You can also use our How to Install GNS3 guide if you want a second emulator for lighter desktop labs.
Frequently Asked Questions
Can EVE-NG run on VMware Workstation?
Yes, EVE-NG can run on VMware Workstation 16.0 or later. The official EVE-NG supported platforms page lists VMware Workstation as supported, but your CPU must support nested virtualization and the VMware VM must pass VT-x/EPT or AMD-V/RVI through to EVE-NG.
Is EVE-NG free?
EVE-NG Community Edition is free. EVE-NG Professional is paid and adds features like stronger multi-user controls, lab sharing, and larger training-centre features. For solo CCNA or CCNP study, Community Edition is usually enough.
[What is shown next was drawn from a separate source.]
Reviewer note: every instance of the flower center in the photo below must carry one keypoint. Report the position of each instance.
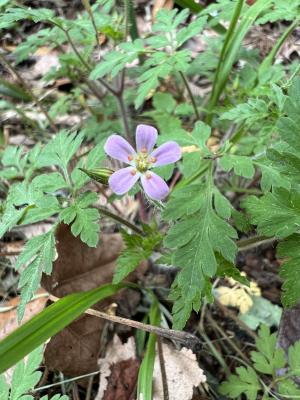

What is the default EVE-NG login?
The default EVE-NG console login is root with password eve during first boot. The default web UI login is admin with password eve. Change both passwords before adding images or building real labs.
How much RAM do I need for EVE-NG on VMware Workstation?
Use 8 GB RAM for tiny CCNA labs, 16 GB for better CCNA or light CCNP labs, and 32 GB or more for serious multi-vendor work. EVE-NG itself isn’t the main memory load. The router, switch, firewall, and server images inside the lab use most of the RAM.
Why won’t EVE-NG nodes start in VMware Workstation?
EVE-NG nodes usually fail to start when nested virtualization is not enabled, Hyper-V is blocking VMware, image permissions are wrong, or the uploaded image folder name is incorrect. Start by enabling VT-x/EPT or AMD-V/RVI in VMware settings, then run /opt/unetlab/wrappers/unl_wrapper -a fixpermissions.
Should I use NAT or bridged networking for EVE-NG?
Use NAT if you’re studying alone on one laptop. Use bridged networking if other devices on your LAN need to reach the EVE-NG web UI. If bridged mode fails on Wi-Fi, select the exact physical adapter in VMware instead of automatic bridging.
Do I need Cisco images to use EVE-NG?
You need valid device images to run Cisco routers, switches, firewalls, and other vendor nodes in EVE-NG. EVE-NG gives you the emulator platform, not the licensed vendor software. Always use images you are allowed to use.
What is the EVE-NG fix permissions command?
The command is /opt/unetlab/wrappers/unl_wrapper -a fixpermissions. Run it after uploading images, templates, or lab files. It fixes Linux ownership and permission settings so EVE-NG can detect and run the files.
Bottom Line
Learning How to Install EVE-NG on VMware Workstation is mostly about getting the VM settings right. Download the official ISO, enable nested virtualization, pick the right network mode, complete first boot, update the system, and install the client pack.
After that, the real work starts.
EVE-NG is just the lab platform. Your progress comes from what you practise inside it. Start with small topologies, take snapshots, and use a structured workbook so every lab builds toward the exam or job skill you’re chasing.